Finalmente, dopo una lunga attesa, sono riuscita a scrivere qualcosa che mi soddisfacesse. Avevo intenzione di pubblicarla una volta conclusi tutti i capitoli. Ma il mio computer sembra stia per rompersi definitivamente da un momento all'altro. Così preferisco che almeno questa parte sia pubblicata.

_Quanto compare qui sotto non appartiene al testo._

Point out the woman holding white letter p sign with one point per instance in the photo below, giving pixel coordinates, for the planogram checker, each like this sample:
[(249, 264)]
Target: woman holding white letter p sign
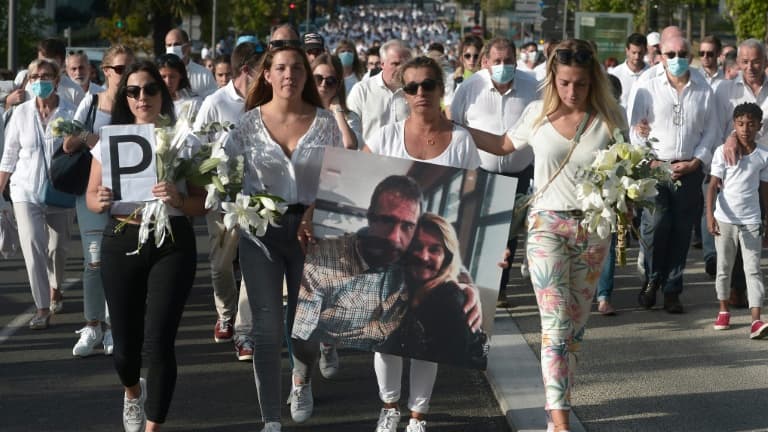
[(155, 279)]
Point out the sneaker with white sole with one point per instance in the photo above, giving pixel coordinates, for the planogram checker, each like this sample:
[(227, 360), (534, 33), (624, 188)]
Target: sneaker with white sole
[(271, 427), (301, 402), (388, 420), (134, 416), (415, 425), (329, 360), (108, 343), (90, 336)]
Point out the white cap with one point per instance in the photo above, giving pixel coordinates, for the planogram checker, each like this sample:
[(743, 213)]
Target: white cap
[(654, 38)]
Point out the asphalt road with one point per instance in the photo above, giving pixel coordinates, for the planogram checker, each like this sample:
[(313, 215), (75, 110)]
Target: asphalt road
[(43, 388)]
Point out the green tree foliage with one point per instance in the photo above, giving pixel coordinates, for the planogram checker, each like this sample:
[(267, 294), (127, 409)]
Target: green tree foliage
[(749, 18), (29, 26)]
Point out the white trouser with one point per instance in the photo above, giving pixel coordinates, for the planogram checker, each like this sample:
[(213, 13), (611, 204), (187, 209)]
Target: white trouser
[(389, 374), (43, 234)]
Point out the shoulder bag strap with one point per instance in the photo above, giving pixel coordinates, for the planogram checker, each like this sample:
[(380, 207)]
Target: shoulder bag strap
[(574, 142)]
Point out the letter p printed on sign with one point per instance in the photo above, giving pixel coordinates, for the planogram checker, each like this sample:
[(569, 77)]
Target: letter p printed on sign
[(128, 161)]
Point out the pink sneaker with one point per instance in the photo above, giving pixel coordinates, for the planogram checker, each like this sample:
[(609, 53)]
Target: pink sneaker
[(723, 321), (759, 330)]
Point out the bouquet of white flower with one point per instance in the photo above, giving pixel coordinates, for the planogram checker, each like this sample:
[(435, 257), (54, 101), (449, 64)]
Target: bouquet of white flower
[(620, 178)]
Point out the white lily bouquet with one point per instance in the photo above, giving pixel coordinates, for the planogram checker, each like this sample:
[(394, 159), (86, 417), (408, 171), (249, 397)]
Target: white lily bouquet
[(252, 214), (621, 178), (170, 142)]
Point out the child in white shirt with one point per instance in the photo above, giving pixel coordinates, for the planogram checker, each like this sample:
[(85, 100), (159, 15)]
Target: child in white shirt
[(734, 218)]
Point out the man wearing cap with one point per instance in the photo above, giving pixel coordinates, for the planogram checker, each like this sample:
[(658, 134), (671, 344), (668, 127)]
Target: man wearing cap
[(629, 71), (227, 104), (379, 100), (314, 45), (200, 79), (492, 100)]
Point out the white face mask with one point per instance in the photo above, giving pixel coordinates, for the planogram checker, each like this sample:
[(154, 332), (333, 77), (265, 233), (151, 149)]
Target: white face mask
[(178, 50)]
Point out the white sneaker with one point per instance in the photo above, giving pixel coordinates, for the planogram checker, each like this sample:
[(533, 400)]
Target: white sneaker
[(108, 343), (388, 420), (301, 402), (416, 426), (271, 427), (90, 336), (134, 416), (329, 360)]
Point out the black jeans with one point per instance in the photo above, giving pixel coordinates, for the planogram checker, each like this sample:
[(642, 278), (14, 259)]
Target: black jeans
[(146, 294)]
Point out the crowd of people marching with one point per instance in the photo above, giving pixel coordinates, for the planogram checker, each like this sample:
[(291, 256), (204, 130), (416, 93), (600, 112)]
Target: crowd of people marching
[(401, 84)]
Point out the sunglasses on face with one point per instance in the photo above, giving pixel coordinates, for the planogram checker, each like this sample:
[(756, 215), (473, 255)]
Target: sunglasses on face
[(579, 56), (151, 89), (672, 54), (280, 43), (427, 85), (119, 69), (330, 81)]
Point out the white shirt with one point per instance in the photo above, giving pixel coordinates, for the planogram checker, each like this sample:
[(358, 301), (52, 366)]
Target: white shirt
[(200, 79), (460, 153), (376, 105), (685, 126), (627, 78), (731, 93), (738, 202), (550, 149), (27, 141), (269, 170), (479, 105), (224, 105)]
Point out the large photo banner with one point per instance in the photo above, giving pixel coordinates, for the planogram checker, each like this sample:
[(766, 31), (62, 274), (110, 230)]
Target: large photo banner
[(403, 248)]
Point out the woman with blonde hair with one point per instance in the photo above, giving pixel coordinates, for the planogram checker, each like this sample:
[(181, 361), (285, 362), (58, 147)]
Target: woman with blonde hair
[(95, 111), (574, 119)]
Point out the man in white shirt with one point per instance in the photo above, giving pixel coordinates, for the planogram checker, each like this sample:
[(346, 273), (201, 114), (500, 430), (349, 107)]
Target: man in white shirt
[(492, 100), (709, 51), (235, 321), (200, 78), (629, 71), (379, 100), (676, 114), (79, 70)]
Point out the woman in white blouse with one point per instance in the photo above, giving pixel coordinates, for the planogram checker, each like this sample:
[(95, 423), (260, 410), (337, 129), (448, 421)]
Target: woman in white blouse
[(43, 230), (283, 136), (565, 261)]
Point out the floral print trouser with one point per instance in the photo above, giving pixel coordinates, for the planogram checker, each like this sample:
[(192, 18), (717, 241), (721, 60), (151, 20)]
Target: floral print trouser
[(564, 263)]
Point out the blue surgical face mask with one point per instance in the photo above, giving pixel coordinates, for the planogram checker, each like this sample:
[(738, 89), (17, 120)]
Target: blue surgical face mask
[(677, 66), (503, 73), (347, 58), (42, 88)]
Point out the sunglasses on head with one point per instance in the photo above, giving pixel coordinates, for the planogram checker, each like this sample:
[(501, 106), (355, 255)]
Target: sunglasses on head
[(281, 43), (671, 54), (151, 89), (119, 69), (427, 85), (579, 56), (330, 81)]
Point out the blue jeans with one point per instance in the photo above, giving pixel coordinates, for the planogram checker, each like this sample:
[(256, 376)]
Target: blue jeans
[(667, 231), (91, 229), (605, 284)]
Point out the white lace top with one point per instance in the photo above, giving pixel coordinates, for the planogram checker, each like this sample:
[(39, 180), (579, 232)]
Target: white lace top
[(269, 170)]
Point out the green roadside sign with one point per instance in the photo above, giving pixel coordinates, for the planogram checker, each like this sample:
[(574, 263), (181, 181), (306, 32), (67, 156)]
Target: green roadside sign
[(608, 30)]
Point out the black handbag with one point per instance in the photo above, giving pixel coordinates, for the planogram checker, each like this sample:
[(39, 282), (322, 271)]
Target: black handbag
[(69, 172)]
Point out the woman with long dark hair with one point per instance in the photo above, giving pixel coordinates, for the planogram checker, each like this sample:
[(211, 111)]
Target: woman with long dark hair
[(145, 291), (283, 136)]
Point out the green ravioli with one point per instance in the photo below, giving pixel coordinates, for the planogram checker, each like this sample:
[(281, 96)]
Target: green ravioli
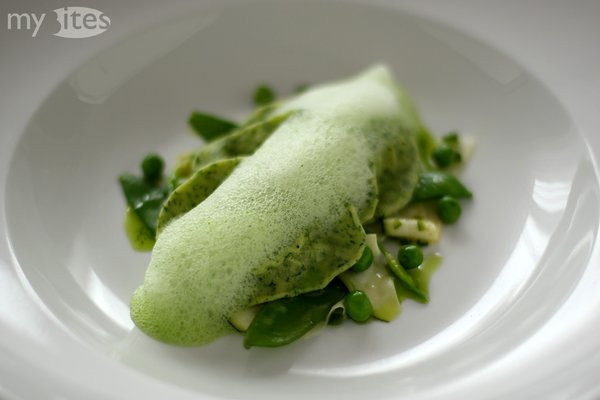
[(288, 219)]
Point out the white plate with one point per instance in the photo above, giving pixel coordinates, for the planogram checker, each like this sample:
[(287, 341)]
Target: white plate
[(514, 310)]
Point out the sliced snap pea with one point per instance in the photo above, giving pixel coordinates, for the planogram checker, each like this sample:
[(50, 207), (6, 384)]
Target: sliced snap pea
[(365, 261), (433, 185), (210, 127), (283, 321), (448, 209), (144, 198)]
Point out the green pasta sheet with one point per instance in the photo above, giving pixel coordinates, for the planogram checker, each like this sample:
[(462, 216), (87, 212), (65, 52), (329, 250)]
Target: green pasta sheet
[(195, 190)]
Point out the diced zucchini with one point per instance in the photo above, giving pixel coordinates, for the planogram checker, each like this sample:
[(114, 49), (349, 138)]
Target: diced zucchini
[(377, 283), (241, 320)]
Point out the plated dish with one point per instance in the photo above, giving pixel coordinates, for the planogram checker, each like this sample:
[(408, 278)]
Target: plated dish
[(277, 226), (513, 308)]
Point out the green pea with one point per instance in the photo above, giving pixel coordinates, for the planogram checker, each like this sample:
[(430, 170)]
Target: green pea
[(358, 306), (364, 261), (263, 95), (410, 256), (452, 139), (443, 155), (153, 167), (434, 185), (448, 209)]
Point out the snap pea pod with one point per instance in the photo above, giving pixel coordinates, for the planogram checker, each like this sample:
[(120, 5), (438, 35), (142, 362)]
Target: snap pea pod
[(210, 127), (283, 321), (403, 276), (436, 184), (144, 198)]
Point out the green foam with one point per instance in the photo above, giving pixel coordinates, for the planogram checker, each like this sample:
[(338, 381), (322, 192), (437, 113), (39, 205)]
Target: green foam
[(287, 219)]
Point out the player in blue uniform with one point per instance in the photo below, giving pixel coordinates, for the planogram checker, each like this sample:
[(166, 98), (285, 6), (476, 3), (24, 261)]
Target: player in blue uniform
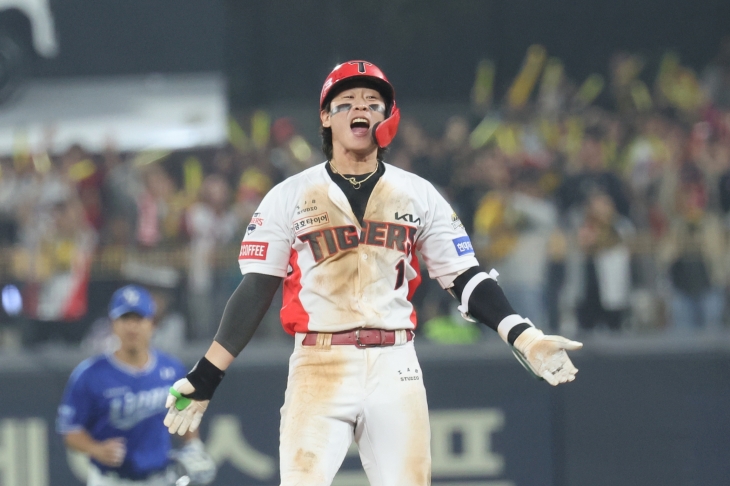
[(113, 405)]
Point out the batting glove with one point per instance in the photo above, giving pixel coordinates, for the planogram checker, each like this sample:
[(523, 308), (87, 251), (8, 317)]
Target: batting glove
[(183, 413), (545, 356)]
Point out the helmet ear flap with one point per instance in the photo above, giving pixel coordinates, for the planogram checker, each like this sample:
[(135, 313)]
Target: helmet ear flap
[(384, 132)]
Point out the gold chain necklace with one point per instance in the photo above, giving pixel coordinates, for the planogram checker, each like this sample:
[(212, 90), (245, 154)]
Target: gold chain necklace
[(355, 183)]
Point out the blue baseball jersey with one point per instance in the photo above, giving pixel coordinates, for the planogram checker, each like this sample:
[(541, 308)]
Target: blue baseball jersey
[(108, 398)]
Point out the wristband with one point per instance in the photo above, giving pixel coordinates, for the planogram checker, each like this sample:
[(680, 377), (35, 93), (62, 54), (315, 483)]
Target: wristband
[(205, 378)]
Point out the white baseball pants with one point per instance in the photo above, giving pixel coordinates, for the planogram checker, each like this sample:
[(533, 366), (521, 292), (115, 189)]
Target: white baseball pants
[(339, 392)]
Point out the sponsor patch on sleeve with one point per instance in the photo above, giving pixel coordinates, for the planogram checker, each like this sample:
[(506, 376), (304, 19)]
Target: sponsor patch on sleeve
[(455, 221), (256, 221), (463, 245), (253, 250), (311, 221)]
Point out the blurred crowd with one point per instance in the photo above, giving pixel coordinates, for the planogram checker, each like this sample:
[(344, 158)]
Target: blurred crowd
[(603, 205)]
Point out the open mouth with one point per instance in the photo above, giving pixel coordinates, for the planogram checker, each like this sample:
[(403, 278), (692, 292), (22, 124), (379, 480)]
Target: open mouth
[(360, 126)]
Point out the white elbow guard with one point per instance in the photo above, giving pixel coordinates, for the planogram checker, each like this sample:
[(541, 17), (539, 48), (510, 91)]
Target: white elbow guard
[(469, 288)]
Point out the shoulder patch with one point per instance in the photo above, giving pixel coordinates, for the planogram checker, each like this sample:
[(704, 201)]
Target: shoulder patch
[(253, 250), (463, 245)]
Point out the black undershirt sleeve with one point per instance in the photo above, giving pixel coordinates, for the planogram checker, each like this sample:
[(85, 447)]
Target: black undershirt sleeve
[(245, 309), (487, 302)]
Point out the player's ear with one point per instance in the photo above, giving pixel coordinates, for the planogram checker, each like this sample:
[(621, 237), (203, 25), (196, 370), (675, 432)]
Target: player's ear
[(324, 117)]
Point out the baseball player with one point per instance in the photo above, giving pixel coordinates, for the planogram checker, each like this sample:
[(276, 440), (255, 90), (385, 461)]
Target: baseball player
[(113, 405), (343, 236)]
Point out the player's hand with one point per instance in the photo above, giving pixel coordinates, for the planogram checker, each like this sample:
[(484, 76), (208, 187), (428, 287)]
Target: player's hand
[(546, 355), (183, 414), (110, 452)]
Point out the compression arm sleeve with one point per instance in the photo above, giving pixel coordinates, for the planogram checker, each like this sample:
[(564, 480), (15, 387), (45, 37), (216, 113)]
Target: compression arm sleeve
[(488, 304), (245, 309)]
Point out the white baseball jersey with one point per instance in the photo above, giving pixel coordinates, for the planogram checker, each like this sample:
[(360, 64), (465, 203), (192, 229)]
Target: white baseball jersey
[(340, 275)]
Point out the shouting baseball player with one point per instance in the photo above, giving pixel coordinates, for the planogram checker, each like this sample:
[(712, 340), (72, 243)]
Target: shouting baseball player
[(344, 237), (113, 405)]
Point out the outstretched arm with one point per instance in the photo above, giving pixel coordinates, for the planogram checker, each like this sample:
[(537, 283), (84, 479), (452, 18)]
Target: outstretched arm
[(483, 299), (189, 397)]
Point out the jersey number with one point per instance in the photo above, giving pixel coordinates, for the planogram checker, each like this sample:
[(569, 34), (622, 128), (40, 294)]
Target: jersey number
[(400, 267)]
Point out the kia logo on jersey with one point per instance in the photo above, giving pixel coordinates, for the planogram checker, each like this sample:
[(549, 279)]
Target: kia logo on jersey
[(407, 217), (253, 250)]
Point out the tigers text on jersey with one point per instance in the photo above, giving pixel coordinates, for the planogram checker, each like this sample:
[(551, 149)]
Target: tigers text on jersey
[(108, 398), (340, 275)]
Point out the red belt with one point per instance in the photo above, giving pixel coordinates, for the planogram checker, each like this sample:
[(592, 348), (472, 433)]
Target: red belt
[(362, 338)]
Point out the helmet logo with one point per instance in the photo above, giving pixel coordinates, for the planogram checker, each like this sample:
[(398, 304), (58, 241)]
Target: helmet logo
[(131, 296), (360, 66)]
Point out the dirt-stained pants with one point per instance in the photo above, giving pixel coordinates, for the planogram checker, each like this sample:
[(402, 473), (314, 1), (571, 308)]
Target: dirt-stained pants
[(339, 392)]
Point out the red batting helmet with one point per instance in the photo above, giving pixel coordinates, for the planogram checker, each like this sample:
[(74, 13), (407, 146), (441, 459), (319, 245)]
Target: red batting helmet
[(383, 132), (352, 70)]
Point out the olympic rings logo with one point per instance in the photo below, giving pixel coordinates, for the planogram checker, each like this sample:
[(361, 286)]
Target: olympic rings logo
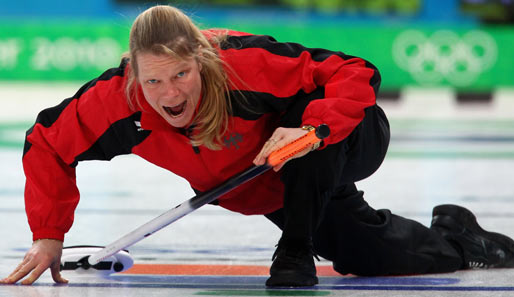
[(444, 55)]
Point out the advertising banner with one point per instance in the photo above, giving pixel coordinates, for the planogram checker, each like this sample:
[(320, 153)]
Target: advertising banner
[(467, 58)]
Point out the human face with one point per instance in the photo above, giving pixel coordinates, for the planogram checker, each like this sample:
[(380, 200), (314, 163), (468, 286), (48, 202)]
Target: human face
[(172, 87)]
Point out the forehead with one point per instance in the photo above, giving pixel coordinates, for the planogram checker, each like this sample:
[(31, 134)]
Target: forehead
[(149, 63)]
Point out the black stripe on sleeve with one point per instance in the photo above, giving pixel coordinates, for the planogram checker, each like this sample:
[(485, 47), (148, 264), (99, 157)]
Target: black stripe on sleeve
[(285, 49), (118, 139), (50, 115)]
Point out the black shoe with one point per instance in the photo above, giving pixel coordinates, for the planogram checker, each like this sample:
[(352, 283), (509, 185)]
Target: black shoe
[(479, 248), (293, 265)]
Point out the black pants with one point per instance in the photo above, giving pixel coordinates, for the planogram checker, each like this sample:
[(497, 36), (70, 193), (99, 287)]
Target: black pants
[(321, 202)]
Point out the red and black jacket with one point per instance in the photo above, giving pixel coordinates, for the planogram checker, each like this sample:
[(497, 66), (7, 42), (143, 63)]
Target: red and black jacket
[(315, 86)]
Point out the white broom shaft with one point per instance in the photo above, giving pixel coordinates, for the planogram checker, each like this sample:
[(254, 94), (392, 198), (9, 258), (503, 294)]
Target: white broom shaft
[(143, 231), (190, 205)]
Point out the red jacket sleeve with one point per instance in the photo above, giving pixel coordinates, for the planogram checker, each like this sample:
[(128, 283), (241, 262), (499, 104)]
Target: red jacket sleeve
[(62, 136), (288, 71)]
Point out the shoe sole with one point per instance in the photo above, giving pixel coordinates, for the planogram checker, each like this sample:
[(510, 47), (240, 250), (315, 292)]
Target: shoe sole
[(466, 218)]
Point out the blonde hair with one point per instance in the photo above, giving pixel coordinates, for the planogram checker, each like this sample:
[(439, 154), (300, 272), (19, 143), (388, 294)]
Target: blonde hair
[(165, 30)]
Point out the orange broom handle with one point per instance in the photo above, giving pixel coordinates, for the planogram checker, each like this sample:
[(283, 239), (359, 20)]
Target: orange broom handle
[(298, 145)]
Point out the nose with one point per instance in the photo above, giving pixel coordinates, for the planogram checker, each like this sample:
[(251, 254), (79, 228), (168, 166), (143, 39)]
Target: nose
[(172, 90)]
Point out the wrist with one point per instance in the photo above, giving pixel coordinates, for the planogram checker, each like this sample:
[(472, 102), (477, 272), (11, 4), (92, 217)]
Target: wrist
[(310, 128)]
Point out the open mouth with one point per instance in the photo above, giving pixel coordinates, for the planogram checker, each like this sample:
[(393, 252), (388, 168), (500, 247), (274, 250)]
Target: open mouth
[(177, 110)]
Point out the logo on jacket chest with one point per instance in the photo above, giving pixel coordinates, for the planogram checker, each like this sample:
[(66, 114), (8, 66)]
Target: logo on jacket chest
[(234, 139)]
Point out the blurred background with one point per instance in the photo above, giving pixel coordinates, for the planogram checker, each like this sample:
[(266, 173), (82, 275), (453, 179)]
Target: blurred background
[(464, 44)]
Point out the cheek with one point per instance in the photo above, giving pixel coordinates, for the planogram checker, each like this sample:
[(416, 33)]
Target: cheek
[(150, 96)]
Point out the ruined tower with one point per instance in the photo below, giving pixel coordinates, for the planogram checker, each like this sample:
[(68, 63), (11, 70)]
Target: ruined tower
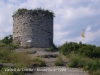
[(33, 28)]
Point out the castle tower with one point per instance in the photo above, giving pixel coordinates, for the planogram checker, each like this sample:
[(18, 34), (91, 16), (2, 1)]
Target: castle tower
[(33, 28)]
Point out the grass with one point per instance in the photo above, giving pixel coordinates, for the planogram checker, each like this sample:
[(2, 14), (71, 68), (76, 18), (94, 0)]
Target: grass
[(59, 61), (78, 61), (38, 62)]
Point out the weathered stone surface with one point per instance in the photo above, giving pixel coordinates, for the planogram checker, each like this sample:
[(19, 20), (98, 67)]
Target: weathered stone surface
[(35, 28), (6, 64)]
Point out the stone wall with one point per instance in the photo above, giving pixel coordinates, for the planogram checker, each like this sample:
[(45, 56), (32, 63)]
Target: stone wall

So che ci sono alcuni punti leggermente “deliranti” e poco chiari nella storia, ma è esattamente così che la volevo. Confusa e delirante, come la mente di Grace.

Grace è il mio personaggio originale, un personaggio di cui vado particolarmente fiera. Magari non è esattamente il personaggiò più "nuovo" del mondo, ma va bene così, è esattamente come la volevo, e non la cambierei mai.

Al prossimo capitolo.

 

*Six fool moons: è un gioco di parole tra il termine full moon, luna piena, e fool, che vuol dire “pazzo, stolto”.